Tagebuch vom 19.04.11

Es ist mir gelungen, heute einige interessante Posts zu schreiben. Besonders hat es mich gefreut, dass es eine Leserin oder einen Leser aus Brasilien, überhaupt aus ganz Südamerika, in meinem Weblog gibt. Brasilien ist ein aufstrebendes Land, dessen wirtschaftliche undpolitische Bedeutung immer mehr zunimmt. Über Weihnachten und Silvester dieses Jahres fahre ich mit dem Schiff zum zweiten Mal nach Brasilien, und zwar in den Nordosten und auf den Amazonas bis nach Manaos. Zu gegebener Zeit werde ich darüber berichten.
Bei sonnigem und warmem Wetter habe ich auch heute wieder draußen auf meiner Terrasse gesessen und gegrillt. Es gab zwei Rostbratwürste.
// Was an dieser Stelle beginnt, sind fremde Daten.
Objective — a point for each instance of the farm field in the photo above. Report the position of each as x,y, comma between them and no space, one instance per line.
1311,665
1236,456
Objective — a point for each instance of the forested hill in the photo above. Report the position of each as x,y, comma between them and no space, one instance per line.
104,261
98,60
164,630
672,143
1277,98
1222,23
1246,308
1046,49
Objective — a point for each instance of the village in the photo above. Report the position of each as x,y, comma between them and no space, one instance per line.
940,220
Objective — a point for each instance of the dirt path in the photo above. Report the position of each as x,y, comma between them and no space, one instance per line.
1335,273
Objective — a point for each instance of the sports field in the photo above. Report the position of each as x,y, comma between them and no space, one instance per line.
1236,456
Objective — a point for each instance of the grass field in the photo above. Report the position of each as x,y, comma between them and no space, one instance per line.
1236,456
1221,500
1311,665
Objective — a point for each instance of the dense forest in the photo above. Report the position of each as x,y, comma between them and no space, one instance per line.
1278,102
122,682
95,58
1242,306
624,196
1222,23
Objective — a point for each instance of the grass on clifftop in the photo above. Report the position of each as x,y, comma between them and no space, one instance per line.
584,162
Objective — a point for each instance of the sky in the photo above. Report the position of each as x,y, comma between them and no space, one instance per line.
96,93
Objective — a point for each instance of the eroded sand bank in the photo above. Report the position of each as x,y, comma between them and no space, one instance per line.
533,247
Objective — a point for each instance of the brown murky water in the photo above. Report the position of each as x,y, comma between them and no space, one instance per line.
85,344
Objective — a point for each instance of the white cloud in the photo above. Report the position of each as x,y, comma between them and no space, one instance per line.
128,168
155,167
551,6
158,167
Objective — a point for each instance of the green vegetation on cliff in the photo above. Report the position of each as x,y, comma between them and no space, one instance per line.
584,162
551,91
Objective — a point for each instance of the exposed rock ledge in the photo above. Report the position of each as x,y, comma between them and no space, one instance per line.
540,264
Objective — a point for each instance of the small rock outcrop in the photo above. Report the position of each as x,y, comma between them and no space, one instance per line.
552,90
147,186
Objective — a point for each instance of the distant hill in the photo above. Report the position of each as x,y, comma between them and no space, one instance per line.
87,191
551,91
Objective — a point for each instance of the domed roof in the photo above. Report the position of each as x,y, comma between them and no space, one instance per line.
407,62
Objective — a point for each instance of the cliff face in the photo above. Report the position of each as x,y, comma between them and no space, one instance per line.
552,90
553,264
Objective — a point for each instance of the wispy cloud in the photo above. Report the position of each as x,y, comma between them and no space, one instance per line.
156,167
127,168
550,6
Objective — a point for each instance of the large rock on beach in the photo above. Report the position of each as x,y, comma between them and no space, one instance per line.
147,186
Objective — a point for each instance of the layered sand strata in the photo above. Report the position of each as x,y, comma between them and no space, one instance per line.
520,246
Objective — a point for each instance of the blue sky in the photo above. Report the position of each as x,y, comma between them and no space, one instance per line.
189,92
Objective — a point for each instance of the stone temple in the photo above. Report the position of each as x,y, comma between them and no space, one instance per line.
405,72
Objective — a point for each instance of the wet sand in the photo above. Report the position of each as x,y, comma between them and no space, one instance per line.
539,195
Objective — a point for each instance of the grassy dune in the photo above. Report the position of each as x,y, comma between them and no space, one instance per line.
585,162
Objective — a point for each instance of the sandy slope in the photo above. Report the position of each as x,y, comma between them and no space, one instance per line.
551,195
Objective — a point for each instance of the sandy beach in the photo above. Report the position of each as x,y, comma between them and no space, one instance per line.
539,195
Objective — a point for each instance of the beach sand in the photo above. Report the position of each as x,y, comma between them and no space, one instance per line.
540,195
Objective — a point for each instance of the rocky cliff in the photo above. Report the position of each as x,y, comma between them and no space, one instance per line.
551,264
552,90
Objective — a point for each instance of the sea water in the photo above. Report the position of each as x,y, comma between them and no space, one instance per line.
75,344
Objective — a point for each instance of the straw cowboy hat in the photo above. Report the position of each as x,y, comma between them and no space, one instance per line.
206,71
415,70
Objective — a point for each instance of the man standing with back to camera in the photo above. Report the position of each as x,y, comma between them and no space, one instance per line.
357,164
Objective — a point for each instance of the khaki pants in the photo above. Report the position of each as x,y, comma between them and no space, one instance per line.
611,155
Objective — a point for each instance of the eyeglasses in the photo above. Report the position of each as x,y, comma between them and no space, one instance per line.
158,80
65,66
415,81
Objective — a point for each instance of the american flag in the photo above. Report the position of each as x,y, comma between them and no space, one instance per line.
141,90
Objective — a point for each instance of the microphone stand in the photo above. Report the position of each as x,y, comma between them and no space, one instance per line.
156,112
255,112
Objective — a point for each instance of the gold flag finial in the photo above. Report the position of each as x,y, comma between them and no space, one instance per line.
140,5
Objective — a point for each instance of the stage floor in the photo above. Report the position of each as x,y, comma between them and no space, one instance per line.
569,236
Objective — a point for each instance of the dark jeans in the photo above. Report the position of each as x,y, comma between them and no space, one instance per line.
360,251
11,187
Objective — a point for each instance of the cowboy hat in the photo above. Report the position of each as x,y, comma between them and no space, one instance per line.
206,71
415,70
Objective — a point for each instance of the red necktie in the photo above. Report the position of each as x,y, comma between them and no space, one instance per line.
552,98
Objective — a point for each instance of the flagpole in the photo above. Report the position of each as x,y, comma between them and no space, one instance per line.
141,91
Morgen werde ich, wenn es das Wetter zulässt, Lachs und Nürnberger Rostbratwürstchen zubereiten.
Nach dem Grillen habe ich Musik von Schostakowitsch gehört, und zwar zunächst Streichquartette und dann Suiten für Jazz Orchester.
Wie ich bereits angedeutet habe, bin ich durch Plan International Pate eines zehnjährigen Mädchens aus Benin, dem früheren Dahomey. Ich habe ihr schon einige Male geschrieben. Ihren letzten Brief, in dem sie mir über ihre Heimat berichtet, werde ich wahrscheinlich nächste Woche beantworten. Gestern habe ich bei Wikipedia einen Artikel über Benin ausgedruckt, um mich mehr zu informieren. Jetzt überlege ich, wie ich meine Antwort kindgerecht formuliere. Das ist nicht so einfach, weil meine verstorbene Frau und ich keine Kinder hatten. Ich denke, ich werde einige Fragen zu ihrer Heimat stellen und dann von Ostern und dem Osterhasen schreiben. Vielleicht lege ich eine Karte mit einem Osterhasen bei.
Ich war erstaunt, dass die neue brasilianische Präsidentin eine Wahrheitskommission über die Verbrechen der brasilianischen Militärdiktatur einrichten will. Bevor ich vor kurzem Brasilien besucht habe, habe ich Brasilien nicht so bewusst wie jetzt wahr genommen. Der Blick ist wie immer auf die nächste Umgebung gerichtet.
Im Manager Magazin war eine große Reportage über die ehemals größte europäische Privatbank Sal. Oppenheim in Köln, die die Deutsche Bank übernommen hat. Über die Übernahme werde ich noch berichten.
Vor einiger Zeit hatte ich über Verhandlungen zwischen der Deutschen Bank und der Bank des Fürstentum Liechtenstein wegen des Verkaufs der BHF - Bank berichtet. Den inzwischen fertigen Vertrag musste die BAFin genehmigen. Eine Genehmigung hat die Behörde abgelehnt, weil sie der Bank aus Liechtenstein wegen der vergangenen Steueraffäre nicht getraut hat. Die Vertragsparteien haben den Verkauf abgesagt. Die Ablehnung kam völlig überraschend. Die Steueraffäre ist längst abgeschlossen. Die Begründung überzeugt nicht.